This article should probably start with a warning that it is not a great example of efficient written communication and instead more of a rambling that may or may not lead to anything coherent at the end.
I send and receive a lot of emails every day at work, and in addition, our entire company communicates via a instant messaging system. The effect of this is that a lot of my daily communication is in writing.
I’ve noticed that individual people use very different styles. My previous boss always adhered to what I would describe as formal email etiquette. Every email started with “Hi Thomas,” and it ended with “Thanks”, “Regards”, “Cheers”, etc and my boss’ name. The grammar, spelling and punctuation was always immaculate. The subject line was a well-thought-out summary of the email’s content. This is the way I prefer writing emails; with perfection.
My current boss’ emails are very different: An entire email could consist of 2 words (one for the subject, one for the content). The text is usually all lower-case. There is no greeting, no sign-off, he uses non-words like “asap”, “tmrw”, “y” (the last one is short for “yes”). I’d describe his style with maximizing the content/letter ratio.
This had an effect on how I reply to his emails, to a point where I feel bad about wasting letters in my replies. At first, the greeting went away. I suppose he knows that the email is to him, so there’s no content lost. sign-off and my name at the end of the email disappeared, too. He sees the sender name anyway. I started going through already written drafts and removing unnecessary filler words, like “maybe”, “sometimes”, … I still prefer correct capitalization of words, but upper-case letters don’t waste any space so I suppose they can stay. All these little changes increase the content/letter ratio, but I feel like the emails are losing something else in the process: tone.
Here an example:
- “Hi Thomas, can you send me the file we spoke about when you get the chance? Thanks.”

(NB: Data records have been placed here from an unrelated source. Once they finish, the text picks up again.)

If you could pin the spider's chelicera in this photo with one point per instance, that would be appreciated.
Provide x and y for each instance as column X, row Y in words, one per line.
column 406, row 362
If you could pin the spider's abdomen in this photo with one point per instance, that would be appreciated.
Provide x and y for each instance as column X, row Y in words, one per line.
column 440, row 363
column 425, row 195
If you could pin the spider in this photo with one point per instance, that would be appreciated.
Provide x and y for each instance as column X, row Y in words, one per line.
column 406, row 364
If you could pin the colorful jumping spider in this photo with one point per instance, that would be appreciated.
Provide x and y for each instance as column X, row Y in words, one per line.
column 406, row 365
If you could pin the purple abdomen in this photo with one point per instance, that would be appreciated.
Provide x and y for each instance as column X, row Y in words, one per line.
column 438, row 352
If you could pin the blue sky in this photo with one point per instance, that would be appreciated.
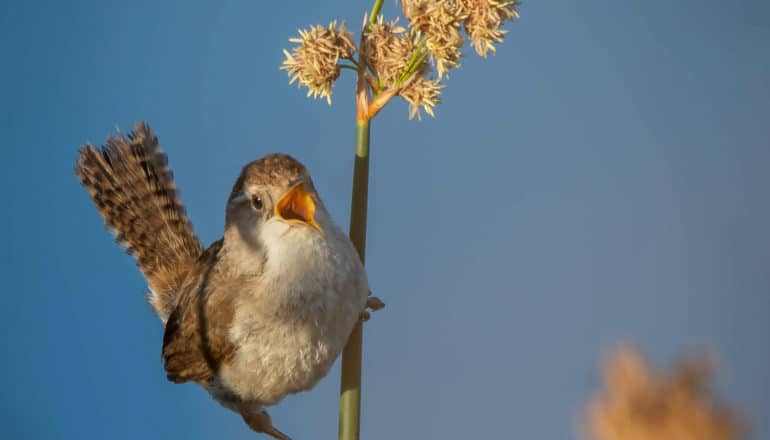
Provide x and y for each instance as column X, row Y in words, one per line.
column 603, row 178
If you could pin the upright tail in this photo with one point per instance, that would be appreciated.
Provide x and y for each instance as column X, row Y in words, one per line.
column 133, row 188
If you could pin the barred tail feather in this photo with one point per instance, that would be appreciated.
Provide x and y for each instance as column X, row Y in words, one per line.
column 133, row 189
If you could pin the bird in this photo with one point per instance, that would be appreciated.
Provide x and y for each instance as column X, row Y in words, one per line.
column 264, row 311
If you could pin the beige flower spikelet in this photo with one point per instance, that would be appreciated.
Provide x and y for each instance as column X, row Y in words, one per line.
column 485, row 17
column 421, row 92
column 640, row 403
column 439, row 23
column 387, row 49
column 313, row 62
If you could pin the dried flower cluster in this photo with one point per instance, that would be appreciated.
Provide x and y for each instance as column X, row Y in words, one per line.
column 640, row 403
column 388, row 49
column 484, row 21
column 400, row 61
column 313, row 63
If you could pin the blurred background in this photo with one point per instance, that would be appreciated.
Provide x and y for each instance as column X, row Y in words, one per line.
column 602, row 179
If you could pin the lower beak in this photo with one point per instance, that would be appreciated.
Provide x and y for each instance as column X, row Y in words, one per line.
column 297, row 205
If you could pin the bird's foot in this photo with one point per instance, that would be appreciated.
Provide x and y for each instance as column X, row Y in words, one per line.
column 372, row 303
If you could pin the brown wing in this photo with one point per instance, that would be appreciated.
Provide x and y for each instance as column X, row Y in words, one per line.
column 133, row 188
column 196, row 342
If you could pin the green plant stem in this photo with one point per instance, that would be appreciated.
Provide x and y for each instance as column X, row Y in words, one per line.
column 350, row 386
column 375, row 11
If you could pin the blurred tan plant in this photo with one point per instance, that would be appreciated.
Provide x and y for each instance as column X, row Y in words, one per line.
column 642, row 403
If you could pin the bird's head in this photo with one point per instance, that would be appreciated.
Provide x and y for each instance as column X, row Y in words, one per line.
column 272, row 197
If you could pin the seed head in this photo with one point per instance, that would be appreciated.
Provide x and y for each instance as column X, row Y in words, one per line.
column 421, row 92
column 483, row 22
column 439, row 22
column 313, row 62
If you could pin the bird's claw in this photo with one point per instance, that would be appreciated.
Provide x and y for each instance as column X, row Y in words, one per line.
column 372, row 303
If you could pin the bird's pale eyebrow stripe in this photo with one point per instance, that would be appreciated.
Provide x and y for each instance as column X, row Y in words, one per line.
column 240, row 198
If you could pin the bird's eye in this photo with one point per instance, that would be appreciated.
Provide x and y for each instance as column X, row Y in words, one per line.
column 256, row 202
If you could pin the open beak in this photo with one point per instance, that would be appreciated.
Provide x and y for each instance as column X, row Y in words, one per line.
column 297, row 205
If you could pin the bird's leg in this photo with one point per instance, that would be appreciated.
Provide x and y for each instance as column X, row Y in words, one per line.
column 372, row 303
column 259, row 421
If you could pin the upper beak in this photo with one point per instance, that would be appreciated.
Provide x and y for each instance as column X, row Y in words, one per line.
column 297, row 205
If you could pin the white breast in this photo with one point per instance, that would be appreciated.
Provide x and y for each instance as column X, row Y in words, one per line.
column 294, row 320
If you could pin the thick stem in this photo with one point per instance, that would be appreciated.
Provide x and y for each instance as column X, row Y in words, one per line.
column 350, row 386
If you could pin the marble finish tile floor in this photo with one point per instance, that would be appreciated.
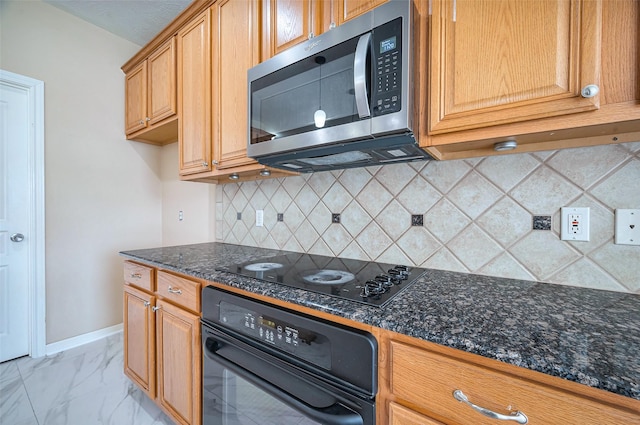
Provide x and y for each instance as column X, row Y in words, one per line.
column 80, row 386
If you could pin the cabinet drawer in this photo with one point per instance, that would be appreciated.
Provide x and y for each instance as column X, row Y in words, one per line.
column 400, row 415
column 428, row 380
column 184, row 292
column 139, row 275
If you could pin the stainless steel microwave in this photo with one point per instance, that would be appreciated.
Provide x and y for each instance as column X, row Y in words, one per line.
column 341, row 100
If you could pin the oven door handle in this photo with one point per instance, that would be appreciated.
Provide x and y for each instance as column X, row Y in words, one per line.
column 332, row 415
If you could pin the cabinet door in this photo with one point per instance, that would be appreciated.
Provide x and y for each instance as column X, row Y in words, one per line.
column 179, row 370
column 289, row 22
column 194, row 95
column 162, row 82
column 349, row 9
column 503, row 61
column 135, row 94
column 236, row 49
column 139, row 339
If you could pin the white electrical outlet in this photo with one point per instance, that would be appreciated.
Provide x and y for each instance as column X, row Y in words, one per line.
column 627, row 227
column 574, row 224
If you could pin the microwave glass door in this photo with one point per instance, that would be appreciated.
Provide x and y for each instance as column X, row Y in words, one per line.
column 280, row 101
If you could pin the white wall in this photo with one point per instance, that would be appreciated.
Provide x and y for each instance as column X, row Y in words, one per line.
column 103, row 193
column 195, row 200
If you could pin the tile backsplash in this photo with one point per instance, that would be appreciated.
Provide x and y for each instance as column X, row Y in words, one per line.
column 477, row 214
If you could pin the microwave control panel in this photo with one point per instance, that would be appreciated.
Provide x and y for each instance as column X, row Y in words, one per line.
column 387, row 68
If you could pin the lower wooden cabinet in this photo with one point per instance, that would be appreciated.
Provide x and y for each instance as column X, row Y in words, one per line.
column 139, row 339
column 162, row 353
column 419, row 379
column 400, row 415
column 178, row 367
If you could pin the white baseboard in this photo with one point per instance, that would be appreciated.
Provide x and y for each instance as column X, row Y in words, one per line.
column 79, row 340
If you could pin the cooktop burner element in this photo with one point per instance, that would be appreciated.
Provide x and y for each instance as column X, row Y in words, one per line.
column 328, row 277
column 362, row 281
column 261, row 267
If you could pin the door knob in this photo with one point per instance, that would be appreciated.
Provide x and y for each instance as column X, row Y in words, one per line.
column 17, row 237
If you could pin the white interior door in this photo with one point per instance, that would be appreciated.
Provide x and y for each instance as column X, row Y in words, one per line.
column 16, row 132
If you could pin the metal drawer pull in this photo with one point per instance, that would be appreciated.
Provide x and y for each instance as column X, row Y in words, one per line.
column 518, row 416
column 175, row 291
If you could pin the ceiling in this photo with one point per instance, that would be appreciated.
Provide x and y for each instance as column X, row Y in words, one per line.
column 135, row 20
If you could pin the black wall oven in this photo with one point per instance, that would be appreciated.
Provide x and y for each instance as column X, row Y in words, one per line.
column 263, row 364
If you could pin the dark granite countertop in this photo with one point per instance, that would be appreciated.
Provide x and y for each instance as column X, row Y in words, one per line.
column 584, row 335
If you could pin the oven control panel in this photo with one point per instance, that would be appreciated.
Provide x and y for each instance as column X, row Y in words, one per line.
column 267, row 329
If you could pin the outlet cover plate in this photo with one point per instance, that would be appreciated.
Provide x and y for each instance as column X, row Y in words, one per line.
column 574, row 224
column 627, row 226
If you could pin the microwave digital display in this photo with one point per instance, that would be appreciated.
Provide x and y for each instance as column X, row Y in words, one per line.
column 388, row 44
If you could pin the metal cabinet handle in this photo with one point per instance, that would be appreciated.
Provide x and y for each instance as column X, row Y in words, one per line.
column 518, row 416
column 17, row 237
column 590, row 91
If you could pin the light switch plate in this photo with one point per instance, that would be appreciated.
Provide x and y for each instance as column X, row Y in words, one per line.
column 627, row 226
column 574, row 224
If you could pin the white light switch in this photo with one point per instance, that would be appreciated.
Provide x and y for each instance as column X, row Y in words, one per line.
column 574, row 224
column 627, row 226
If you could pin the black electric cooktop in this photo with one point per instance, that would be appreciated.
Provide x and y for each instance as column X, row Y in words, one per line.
column 362, row 281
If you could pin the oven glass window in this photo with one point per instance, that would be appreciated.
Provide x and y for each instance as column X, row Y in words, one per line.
column 313, row 93
column 245, row 404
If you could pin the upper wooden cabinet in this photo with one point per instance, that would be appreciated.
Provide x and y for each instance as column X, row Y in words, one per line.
column 235, row 49
column 194, row 95
column 217, row 50
column 150, row 97
column 497, row 62
column 515, row 70
column 349, row 9
column 289, row 22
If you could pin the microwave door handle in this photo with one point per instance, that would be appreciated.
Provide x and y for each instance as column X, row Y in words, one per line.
column 360, row 76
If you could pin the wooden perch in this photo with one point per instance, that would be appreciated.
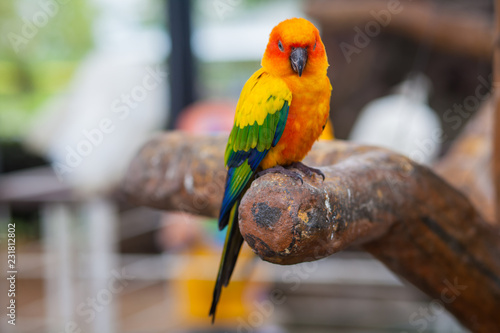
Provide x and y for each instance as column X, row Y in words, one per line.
column 412, row 220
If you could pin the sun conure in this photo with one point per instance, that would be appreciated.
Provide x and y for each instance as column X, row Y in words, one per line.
column 281, row 112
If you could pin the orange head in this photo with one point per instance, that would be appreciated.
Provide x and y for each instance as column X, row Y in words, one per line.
column 295, row 48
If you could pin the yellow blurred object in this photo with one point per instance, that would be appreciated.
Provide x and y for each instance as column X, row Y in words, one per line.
column 193, row 292
column 327, row 132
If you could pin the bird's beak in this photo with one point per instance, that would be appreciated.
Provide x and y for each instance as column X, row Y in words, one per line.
column 298, row 59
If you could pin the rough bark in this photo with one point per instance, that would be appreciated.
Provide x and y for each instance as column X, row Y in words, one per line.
column 415, row 222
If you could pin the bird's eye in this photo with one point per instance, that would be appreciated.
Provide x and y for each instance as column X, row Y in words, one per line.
column 280, row 46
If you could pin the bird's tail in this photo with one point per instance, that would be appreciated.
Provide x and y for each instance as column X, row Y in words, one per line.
column 232, row 247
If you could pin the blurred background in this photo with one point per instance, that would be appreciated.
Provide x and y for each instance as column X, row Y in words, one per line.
column 83, row 84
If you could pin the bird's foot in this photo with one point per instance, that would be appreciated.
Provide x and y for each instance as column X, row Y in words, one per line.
column 282, row 170
column 307, row 170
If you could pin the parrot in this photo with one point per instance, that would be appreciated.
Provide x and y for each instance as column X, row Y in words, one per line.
column 282, row 110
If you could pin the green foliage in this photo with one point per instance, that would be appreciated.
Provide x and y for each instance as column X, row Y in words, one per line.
column 40, row 46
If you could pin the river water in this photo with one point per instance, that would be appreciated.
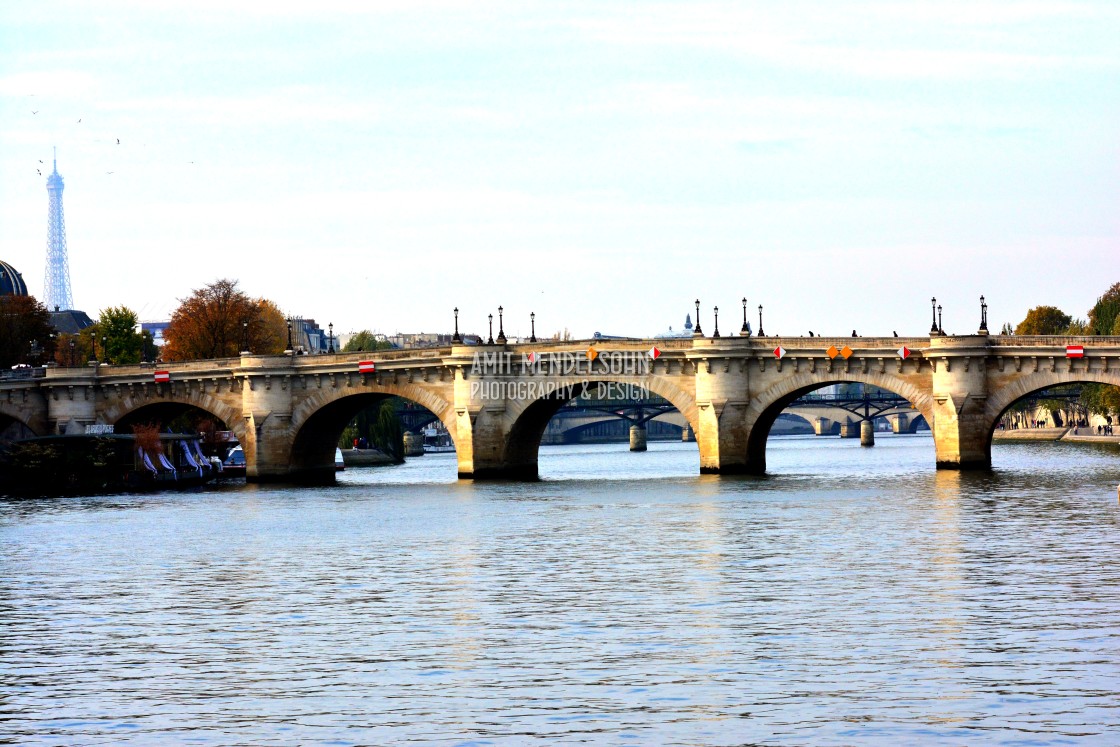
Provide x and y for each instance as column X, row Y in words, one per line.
column 852, row 596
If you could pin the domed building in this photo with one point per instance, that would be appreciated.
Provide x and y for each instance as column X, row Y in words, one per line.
column 11, row 282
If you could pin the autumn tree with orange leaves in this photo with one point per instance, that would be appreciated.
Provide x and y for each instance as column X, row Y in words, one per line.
column 218, row 320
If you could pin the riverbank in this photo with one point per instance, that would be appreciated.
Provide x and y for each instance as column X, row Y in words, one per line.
column 1085, row 435
column 1089, row 436
column 1029, row 435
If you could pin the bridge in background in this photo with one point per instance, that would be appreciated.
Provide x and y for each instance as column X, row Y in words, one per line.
column 496, row 400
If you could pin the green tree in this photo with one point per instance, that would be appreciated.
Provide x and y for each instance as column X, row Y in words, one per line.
column 1102, row 317
column 365, row 341
column 217, row 320
column 381, row 427
column 122, row 343
column 1044, row 320
column 26, row 334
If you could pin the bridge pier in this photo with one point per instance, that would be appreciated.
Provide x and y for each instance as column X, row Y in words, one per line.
column 637, row 438
column 961, row 430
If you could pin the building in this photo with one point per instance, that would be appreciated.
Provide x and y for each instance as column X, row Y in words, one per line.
column 11, row 281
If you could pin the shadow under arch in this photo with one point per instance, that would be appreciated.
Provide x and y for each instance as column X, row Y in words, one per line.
column 155, row 409
column 318, row 423
column 1006, row 398
column 523, row 440
column 15, row 429
column 772, row 402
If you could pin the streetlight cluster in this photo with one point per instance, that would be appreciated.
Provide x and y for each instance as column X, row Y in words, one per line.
column 501, row 339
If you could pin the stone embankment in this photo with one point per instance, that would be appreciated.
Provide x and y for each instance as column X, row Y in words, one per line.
column 1083, row 435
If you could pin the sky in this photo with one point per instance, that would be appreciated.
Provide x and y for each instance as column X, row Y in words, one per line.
column 599, row 164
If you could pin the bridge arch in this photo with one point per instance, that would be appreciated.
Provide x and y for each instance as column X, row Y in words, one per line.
column 770, row 403
column 15, row 426
column 169, row 404
column 319, row 419
column 1025, row 386
column 528, row 419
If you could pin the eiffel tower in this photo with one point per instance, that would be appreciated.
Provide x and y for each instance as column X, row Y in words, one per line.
column 56, row 287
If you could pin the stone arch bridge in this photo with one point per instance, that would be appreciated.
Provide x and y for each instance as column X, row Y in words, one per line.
column 496, row 400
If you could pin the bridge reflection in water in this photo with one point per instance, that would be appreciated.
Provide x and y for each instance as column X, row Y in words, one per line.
column 496, row 400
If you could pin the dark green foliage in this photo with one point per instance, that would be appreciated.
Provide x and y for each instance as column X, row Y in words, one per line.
column 1044, row 320
column 120, row 342
column 381, row 427
column 1103, row 316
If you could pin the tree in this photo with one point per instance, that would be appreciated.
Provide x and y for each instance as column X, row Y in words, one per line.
column 365, row 341
column 122, row 343
column 26, row 334
column 1078, row 327
column 1102, row 317
column 1044, row 320
column 217, row 320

- “can u send me the file asap”.
Sentence 2 saves 67.4% of letters, with (arguably) the same content. But which email would you rather get from your boss? And how much time did 2. save compared to 1.? Maybe 10 seconds? And do they matter?
Let’s assume they actually do matter, and saving ten seconds here and there can add up over a whole day. And as this style presumably is the preferred way my boss writes and reads his emails (short and to the point), I adopted this format in my replies. But there’s a problem: Not only do I still write my first longish email draft, but then I have to make a second pass through it to remove words again. And since I’m the type of person that is super self-critical, I probably read the email again two to three more times just to get a feeling how it may be received (does anyone else do that??). So in the end, it actually takes me a lot longer to complete the short email. One could argue that my time is more expendable than that of my boss, so there may be value in doing this, after all. But I can’t stop feeling that the tone has significant value, too, and losing it devalues the email significantly.
Let’s look at a 3rd version of the example sentence:
3. “Thomas, I really need this file as soon as possible. Can you send it to me straight away?”
Both sentences, 1. and 3., could reduce to number 2. But there is so much sub-text in those long sentences. The first one is a “friendly reminder” to send the file. It also has a note of curiosity as if it said “I was really interested in the file you mentioned and would like to read more.” Sentence 3. has much higher urgency, and a more accusatory tone (“I already told you I need the file and you still haven’t given it to me.”) All this sub-conscious information gets lost in the process of compressing the sentence down to the bare content.
So this leaves me wondering if
- the content/letter ratio maximizing style is superior to the formal email etiquette?
- the time that is being saved is worth losing the subtext?
- my reducing long drafts to short emails makes any sense at all?
I’ll leave these questions open for now. I have a proposal in mind that I’ll need to develop some more. It will make a nice second part to this post.